Thanks for the feedback guys. That example data model was indeed abbreviated - the real queries have the partition key in them. I am using RF 3 on the keyspace, so I don't think a node being down would mean the key I'm looking for would be unavailable. The load balancing policy of the driver seems correct (https://docs.datastax.com/en/developer/nodejs-driver/3.4/features/tuning-policies/#load-balancing-policy
, and I am using the default `TokenAware` policy with `DCAwareRoundRobinPolicy` as a child), but I will look more closely at the implementation.
It was an oversight of mine to not include `nodetool disablebinary`, but I still experience the same issue with that.

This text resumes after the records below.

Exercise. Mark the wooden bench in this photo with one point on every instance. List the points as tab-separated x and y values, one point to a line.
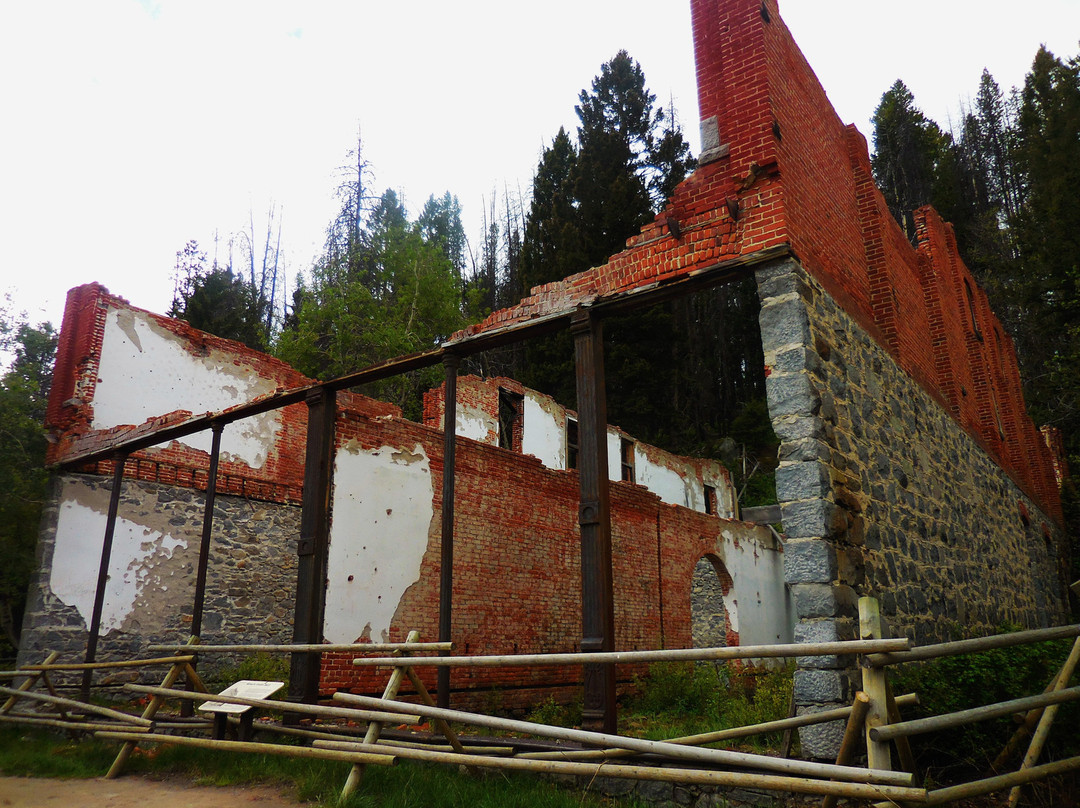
243	689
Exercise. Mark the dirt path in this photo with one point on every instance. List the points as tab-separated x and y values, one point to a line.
134	792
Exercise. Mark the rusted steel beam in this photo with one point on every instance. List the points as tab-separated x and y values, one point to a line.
313	544
597	606
103	573
207	529
450	362
466	346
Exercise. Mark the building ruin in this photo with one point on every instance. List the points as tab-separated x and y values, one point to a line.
909	469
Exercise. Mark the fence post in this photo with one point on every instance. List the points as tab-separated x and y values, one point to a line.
875	685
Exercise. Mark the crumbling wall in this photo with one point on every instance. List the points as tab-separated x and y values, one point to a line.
700	484
885	494
516	566
150	594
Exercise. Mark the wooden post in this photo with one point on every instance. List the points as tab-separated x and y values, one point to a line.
314	543
375	727
27	684
450	362
597	607
207	529
151	710
874	685
103	573
197	609
1048	717
851	734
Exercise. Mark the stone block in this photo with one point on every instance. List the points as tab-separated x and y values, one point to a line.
792	393
801	481
809	561
820	687
821	741
799	428
814	600
783	321
812	519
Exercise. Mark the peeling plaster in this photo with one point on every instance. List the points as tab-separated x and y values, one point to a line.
382	516
475	423
142	561
543	433
759	606
146	371
666	483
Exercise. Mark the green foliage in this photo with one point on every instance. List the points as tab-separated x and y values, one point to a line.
556	714
909	153
959	683
217	301
381	292
262	667
405	785
686	698
24	395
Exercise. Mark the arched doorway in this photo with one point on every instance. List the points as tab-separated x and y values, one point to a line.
714	620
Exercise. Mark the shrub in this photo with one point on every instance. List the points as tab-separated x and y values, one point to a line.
959	683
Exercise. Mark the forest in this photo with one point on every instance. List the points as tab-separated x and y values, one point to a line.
686	375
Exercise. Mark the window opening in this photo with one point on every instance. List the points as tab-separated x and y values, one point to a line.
971	309
571	443
626	459
711	500
511	419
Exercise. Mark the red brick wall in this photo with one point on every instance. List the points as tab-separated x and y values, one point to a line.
516	566
69	415
795	175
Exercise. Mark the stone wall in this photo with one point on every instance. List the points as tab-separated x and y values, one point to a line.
251	577
885	494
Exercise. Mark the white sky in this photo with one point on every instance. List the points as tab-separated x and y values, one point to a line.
130	126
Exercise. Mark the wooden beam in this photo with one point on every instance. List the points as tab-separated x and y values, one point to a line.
313	544
594	516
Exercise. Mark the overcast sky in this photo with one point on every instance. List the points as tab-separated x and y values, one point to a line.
130	126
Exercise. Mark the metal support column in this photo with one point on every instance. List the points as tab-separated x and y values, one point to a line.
215	452
103	571
314	543
597	606
450	363
187	708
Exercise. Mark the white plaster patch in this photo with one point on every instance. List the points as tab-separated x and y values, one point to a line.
145	372
664	482
542	434
475	423
382	513
80	535
758	594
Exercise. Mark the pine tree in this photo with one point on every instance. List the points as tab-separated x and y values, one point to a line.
907	148
216	300
1048	231
24	394
383	292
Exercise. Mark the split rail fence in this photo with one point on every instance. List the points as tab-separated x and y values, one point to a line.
332	730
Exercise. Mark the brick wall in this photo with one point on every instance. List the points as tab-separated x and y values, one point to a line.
788	172
516	574
883	495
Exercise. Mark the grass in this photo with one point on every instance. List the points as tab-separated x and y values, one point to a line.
674	699
408	784
685	698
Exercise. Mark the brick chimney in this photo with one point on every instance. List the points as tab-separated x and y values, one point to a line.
733	92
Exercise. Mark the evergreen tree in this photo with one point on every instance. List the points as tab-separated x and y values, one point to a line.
217	301
389	293
677	374
1048	232
908	151
24	394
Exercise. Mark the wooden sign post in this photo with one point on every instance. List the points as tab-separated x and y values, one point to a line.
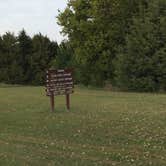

One other thing I've noticed is that after restarting a node and seeing application latency, I also see that the node I just restarted sees many other nodes in the same DC as being down (ie status 'DN'). However, checking `nodetool status` on those other nodes shows all nodes as up/normal. To me this could kind of explain the problem - node comes back online, thinks it is healthy but many others are not, so it gets traffic from the client application. But then it gets requests for ranges that belong to a node it thinks is down, so it responds with an error. The latency issue seems to start roughly when the node goes down, but persists long (ie 15-20 mins) after it is back online and accepting connections. It seems to go away once the bounced node shows the other nodes in the same DC as up again.
As for speculative retry, my CF is using the default of '99th percentile'. I could try something different there, but nodes being seen as down seems like an issue.